Despite low measles vaccination coverage and an ongoing measles epidemic from December 1999 to July 2000, a measles vaccination campaign with coverage sufficient to stop the epidemic was not implemented in Gode district until August 2000. Measles vaccination, in combination with vitamin A distribution is a life-saving intervention that needs to be implemented immediately in all types of complex emergencies. Vaccination coverage should be above 90% and extended to children up to 12-15 years old2.
Nutrition and mortality data should be collected and analysed during famines. Such data may also challenge the assumption that only children under 5 are at higher risk. In Gode the lack of anthropometric data on adults, particularly older persons, resulted in them not being targeted for selective feeding programmes despite their vulnerability.

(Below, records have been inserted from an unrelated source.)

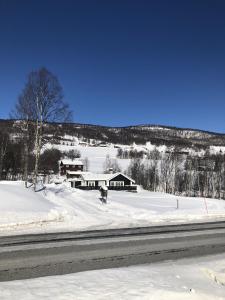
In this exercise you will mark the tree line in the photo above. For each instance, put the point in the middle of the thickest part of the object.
(199, 176)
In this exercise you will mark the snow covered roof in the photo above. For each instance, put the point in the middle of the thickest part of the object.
(76, 172)
(71, 162)
(97, 177)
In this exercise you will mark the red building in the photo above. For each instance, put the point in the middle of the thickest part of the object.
(70, 165)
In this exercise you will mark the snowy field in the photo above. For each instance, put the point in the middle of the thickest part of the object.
(62, 208)
(187, 279)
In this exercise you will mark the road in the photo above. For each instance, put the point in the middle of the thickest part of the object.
(30, 256)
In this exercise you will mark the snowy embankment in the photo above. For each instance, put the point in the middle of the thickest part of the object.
(61, 208)
(187, 279)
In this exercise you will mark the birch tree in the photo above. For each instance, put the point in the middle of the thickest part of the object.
(42, 102)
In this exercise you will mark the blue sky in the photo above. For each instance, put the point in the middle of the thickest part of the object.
(120, 62)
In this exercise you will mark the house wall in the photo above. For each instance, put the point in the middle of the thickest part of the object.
(120, 177)
(65, 168)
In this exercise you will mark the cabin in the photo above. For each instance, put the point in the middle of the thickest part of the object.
(67, 165)
(117, 181)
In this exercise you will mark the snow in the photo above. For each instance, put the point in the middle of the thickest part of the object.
(22, 206)
(62, 208)
(95, 155)
(186, 279)
(72, 162)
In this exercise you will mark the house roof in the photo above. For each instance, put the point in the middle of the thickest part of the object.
(91, 176)
(71, 162)
(97, 177)
(76, 172)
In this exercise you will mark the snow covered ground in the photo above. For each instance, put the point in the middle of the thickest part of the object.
(187, 279)
(62, 208)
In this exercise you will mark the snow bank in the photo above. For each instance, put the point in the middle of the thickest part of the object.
(20, 206)
(184, 279)
(62, 208)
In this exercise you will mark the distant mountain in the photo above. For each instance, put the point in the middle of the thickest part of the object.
(139, 134)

The use of adjusted BMI is recommended for adults and allows comparison with international cut-offs3,4. Such measurements should be repeated and results validated against mortality and functional health outcomes in other famines and among other ethnic groups. After this method is further validated, a database of baseline mean BMIs and Cormic indices for populations regularly affected by famines should be collated for future reference and computer software to perform relevant calculations should be developed for field surveys.
Conclusion
No specific international agency has a mandate for overseeing surveillance systems, designing programmes based on such data nor for coordinating humanitarian agencies in non-refugee complex emergency affected populations. As a result these activities were inadequately performed in the Somali region of Ethiopia during this crisis. Ultimately national governments are responsible for such activities but may lack the resources. In the absence of structural change in the humanitarian system to address this lack of mandate, entirely preventable loss of life is likely to continue to occur on a large scale during complex emergencies.
1Salama.P, Assefa.F, Talley.L, Spiegel.P, van der Veen.A and Gotway.C (2001) Malnutrition, measles, mortality and the humanitarian response during a famine in Ethiopia: Journal of the American Medical Association, Vol 286, No 5, pp 563- 571.
2Medecins Sans Frontieres. Refugee Health: An Approach to Emergency Situations. London, England, Macmillan Education Ltd; 1997.
3See Field Exchange Issue 13 'Assessment of adult malnutrition' for a summary of the special meeting on this topic at the SCNs 28th session held in Nairobi, April 2001.
4 Collins S., Woodruff B., Duffield A., Assessment of Adult malnutrition in emergencies. ACC/SCN July 2000.